Start with -- if you're trying to check for the existence of a variable then use isset().  However let's say you have $_SESSION['username'] = ''.  What do you think isset() will return?  If you're trying to determine if the username actually contains something then try if (isset($_SESSION['username'] || empty(trim($_SESSION['username'])).

 

With that said, the obvious issue with your script is that you are doing session_start() twice.  You need to start the session at the start of the script whether or not a person is logged in, and there is no reason to do a 2nd session_start() after that.

 

I've deleted the multiple session_starts(), and also changed to if(isset($_SESSION['username'])) however it still is producing the same error.
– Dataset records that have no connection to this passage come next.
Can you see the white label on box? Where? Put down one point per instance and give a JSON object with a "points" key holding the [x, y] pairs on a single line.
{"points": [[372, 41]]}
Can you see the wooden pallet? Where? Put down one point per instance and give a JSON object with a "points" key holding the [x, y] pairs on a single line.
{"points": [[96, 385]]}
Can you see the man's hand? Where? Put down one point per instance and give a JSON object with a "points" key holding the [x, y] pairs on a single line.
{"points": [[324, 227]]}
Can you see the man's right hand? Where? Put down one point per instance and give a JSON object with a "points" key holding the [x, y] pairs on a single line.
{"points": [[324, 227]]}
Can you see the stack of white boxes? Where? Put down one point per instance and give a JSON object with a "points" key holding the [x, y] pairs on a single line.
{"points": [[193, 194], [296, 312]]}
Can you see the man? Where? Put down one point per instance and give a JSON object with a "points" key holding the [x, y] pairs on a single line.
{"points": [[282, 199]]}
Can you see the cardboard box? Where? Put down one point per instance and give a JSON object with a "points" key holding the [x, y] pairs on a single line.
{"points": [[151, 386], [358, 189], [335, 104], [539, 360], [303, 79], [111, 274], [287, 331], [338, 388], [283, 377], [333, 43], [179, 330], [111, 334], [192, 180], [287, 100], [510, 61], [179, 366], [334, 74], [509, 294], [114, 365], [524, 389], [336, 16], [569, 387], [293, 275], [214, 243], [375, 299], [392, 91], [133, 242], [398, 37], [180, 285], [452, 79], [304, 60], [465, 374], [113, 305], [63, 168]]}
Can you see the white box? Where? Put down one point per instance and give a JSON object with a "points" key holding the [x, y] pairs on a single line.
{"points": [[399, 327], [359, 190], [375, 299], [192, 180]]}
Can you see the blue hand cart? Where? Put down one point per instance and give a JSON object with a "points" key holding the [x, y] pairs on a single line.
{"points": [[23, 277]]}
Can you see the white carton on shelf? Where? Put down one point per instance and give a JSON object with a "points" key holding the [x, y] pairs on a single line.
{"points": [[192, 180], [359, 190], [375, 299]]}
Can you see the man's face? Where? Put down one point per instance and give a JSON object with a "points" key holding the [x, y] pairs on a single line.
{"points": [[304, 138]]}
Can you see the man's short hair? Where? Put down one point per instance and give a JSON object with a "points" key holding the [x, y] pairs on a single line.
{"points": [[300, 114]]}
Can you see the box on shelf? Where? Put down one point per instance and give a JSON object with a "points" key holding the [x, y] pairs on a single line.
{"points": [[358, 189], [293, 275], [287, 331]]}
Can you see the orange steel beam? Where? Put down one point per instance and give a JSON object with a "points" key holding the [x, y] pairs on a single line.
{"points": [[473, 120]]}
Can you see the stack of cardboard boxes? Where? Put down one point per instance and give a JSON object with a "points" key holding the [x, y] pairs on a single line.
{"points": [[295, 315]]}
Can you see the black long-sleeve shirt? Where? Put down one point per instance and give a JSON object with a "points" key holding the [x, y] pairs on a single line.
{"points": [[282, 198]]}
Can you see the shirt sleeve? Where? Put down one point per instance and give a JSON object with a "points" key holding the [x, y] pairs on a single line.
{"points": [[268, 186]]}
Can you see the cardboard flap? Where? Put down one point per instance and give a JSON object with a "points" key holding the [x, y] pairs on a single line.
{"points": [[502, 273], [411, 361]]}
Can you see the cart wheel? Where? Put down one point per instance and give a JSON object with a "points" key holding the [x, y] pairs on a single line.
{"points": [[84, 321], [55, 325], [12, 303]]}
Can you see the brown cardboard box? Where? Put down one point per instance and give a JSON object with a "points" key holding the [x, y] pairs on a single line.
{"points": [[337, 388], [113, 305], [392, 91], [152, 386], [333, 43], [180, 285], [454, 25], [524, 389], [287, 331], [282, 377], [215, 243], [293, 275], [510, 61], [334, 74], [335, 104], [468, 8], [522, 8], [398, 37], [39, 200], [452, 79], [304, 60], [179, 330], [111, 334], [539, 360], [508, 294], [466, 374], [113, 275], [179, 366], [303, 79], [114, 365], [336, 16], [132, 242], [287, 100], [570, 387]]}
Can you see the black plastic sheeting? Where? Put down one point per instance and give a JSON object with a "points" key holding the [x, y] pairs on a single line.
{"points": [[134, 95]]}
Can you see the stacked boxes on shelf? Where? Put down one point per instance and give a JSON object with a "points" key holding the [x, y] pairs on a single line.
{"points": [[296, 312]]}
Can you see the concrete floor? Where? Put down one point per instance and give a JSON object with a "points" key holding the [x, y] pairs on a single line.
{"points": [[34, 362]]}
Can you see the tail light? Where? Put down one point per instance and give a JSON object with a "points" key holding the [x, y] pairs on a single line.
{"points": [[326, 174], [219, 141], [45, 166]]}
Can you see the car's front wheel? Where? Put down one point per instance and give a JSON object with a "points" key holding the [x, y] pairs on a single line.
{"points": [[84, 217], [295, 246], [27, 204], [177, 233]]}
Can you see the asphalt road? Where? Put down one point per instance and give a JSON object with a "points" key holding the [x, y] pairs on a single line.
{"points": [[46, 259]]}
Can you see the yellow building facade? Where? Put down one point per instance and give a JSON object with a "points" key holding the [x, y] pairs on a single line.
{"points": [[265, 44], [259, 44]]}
Any ideas?

[phpSensei]

You weren't even logged in properly the first time

 

<?php if($_SESSION){ ?>

 

to

 

<?php if(isset($_SESSION['username'] || empty(trim($_SESSION['username'])){ ?>

 

 

This doesn't mean your logged in, the session can still have no value returned yet be set.

 

print $_SESSION['username'] and see the output on the page.

[Lukeidiot]

You weren't even logged in properly the first time

 

<?php if($_SESSION){ ?>

 

to

 

<?php if(isset($_SESSION['username'] || empty(trim($_SESSION['username'])){ ?>

 

 

This doesn't mean your logged in, the session can still have no value returned yet be set.

 

print $_SESSION['username'] and see the output on the page.

 

I wonder stand that, and I've tried it. The problem I am facing is that the $_SESSION is not registering. Any ideas?